I never got to light an Advent candle when I was a child. The idea terrified me. I imagined myself in front of all those solemn people who were expectant, not only for the coming of our Lord, but for the timely lighting of the candles. I saw myself desperately trying to get the lighter to work or worse yet, the last match and succeeding only to setting the dried evergreen boughs alight with my errant match.
It was, then, with admiration that I watched courageous students lighting the Advent candles in our chapels this year. Some students wonder why we participate in this ritual which has its origins in the Middle Ages. I have been paying a lot more attention to rituals since I read Desiring the Kingdom by Calvin philosophy professor, James K. A. Smith. He says that rituals shape who we are. For some reason ritual repetition affects us very deeply–on the level of our identity.
Advent is one of the events that we ritually observe; it is the beginning of the church calendar. It is all about expectation. Expectation for the coming of the Messiah and for Christ’s return. The Advent season reminds us annually that we are people of expectant waiting, that this world is not all that there is, and it’s not as good as it gets. There’s more, much more, in store for us. Celebrating this spiritual truth, by singing “O Come, O Come Immanuel” every year, and using the physical elements of candles and fire affects us. As it reminds us that we are a people of expectant waiting, we become a people of expectant waiting. According to Smith, rituals aren’t just something we do, they do something to us.
Many Christians don’t really follow the liturgical calendar and are therefore not being shaped by it, but this does not mean they are not being shaped by other rituals. There is another calendar that dominates our culture and it, too, is filled with repeated activities–it is the commercial calendar.
The commercial calendar begins, not with waiting, but with immediately receiving. (Well, almost immediately; you usually have to wait till the 25th to get your stuff.) Christmas is the most important season of the commercial calendar. Where the center of the church calendar is God made flesh, the high priest of the commercial Christmas is Santa Claus who models a generosity that, for those of us without a workshop of elves, must be preceded by purchases. Not only do we buy gifts, we buy wrapping paper and bows, ornaments to dress our trees and homes, and enough meat to feed a non-Western family for a year. Our national economy is dependent on these weeks (months) of spending. And the day after we celebrate all our purchases, we go out to take advantage of the Boxing Day sales and buy more things.

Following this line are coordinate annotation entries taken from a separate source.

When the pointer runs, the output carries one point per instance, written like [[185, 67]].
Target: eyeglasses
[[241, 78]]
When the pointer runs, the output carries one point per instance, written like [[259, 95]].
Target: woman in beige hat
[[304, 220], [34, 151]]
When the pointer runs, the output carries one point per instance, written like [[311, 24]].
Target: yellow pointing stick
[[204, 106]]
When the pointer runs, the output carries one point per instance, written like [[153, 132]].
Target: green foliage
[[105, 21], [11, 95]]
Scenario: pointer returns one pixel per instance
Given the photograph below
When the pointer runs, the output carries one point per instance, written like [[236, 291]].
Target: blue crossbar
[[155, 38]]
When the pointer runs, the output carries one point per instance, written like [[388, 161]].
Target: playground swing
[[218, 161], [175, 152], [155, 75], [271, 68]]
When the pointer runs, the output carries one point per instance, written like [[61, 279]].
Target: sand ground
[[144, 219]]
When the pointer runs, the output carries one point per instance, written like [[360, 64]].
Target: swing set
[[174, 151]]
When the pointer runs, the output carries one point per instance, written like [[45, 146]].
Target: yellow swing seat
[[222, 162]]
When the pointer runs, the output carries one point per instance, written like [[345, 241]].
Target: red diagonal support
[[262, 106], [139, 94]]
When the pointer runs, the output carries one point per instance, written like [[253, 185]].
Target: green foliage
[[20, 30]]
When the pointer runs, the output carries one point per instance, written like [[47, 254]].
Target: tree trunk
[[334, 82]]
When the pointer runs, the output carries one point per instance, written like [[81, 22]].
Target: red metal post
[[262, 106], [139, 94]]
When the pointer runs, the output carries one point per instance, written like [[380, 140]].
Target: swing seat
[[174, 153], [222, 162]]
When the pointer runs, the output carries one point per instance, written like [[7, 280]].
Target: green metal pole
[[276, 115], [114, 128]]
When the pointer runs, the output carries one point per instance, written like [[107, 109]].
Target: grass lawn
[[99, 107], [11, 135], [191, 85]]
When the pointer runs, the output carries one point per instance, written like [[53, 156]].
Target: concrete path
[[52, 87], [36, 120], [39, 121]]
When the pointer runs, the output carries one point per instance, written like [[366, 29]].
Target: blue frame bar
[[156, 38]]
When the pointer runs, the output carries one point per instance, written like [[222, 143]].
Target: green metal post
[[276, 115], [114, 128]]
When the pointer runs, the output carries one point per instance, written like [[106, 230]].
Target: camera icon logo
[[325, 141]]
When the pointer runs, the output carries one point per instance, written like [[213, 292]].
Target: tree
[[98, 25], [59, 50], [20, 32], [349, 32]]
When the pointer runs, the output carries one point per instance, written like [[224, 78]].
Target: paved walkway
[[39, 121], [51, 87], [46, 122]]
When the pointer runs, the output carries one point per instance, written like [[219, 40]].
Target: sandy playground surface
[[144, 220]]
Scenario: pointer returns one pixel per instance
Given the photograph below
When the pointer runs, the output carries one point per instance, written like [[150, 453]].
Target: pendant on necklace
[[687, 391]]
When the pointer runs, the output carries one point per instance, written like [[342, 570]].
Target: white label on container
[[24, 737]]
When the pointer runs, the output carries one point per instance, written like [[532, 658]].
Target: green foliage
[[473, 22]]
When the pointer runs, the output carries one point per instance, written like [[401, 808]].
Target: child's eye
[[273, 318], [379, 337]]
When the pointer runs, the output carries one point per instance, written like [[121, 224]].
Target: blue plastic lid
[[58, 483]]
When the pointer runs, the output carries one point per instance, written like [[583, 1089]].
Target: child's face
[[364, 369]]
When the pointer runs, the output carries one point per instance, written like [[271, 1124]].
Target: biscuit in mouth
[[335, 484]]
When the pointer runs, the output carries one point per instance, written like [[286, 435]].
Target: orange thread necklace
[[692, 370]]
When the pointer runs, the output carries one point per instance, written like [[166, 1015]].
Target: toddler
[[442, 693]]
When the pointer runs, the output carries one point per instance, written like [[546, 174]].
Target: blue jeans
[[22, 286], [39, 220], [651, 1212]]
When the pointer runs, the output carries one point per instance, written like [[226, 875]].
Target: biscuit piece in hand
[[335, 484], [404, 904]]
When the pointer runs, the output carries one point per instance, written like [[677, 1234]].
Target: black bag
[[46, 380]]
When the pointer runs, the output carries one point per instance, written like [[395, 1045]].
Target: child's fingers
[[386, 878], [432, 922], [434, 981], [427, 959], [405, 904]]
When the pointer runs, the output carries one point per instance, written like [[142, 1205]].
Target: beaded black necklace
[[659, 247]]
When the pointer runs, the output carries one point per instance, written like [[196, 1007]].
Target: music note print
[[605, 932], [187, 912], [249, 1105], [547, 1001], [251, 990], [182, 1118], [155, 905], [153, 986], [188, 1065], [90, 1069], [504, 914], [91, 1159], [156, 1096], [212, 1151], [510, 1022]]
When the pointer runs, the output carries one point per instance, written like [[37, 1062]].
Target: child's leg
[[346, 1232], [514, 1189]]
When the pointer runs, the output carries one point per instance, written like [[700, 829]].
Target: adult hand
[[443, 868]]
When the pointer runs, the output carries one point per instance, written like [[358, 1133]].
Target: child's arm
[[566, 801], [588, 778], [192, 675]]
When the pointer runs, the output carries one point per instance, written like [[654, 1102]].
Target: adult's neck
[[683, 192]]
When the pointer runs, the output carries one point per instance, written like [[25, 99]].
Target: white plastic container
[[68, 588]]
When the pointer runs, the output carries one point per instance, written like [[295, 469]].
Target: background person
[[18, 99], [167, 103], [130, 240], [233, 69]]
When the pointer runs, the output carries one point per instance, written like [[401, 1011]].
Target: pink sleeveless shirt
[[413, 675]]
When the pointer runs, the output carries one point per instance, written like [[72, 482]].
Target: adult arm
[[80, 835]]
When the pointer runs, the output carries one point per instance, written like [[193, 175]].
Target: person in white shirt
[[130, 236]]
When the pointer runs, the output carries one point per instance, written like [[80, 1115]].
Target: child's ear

And that’s just Christmas. What about Thanksgiving. Thanksgiving is important to us because Canadian merchants must offer Black Friday Sales to compete with the American rock bottom prices that kick off the commercial Christmas season. Oh, then there’s Cyber Monday.
Rituals shape who we are. The consumer calendar is adding new rituals all the time—Victoria Day Clearance Sale!? The church calendar is down to about two events, and even then most Christians are engaged in commercial rituals at the same time.
THE BOTTOM LINE
What is a human being? A beloved creature, helpless in sin, but saved by a loving heavenly father? Or a consumer who finds comforts and meaning in consuming? Even if we think (or even believe) it is the former, before long we will know deep in our bones that we are, in fact, the latter. This is the power of ritual.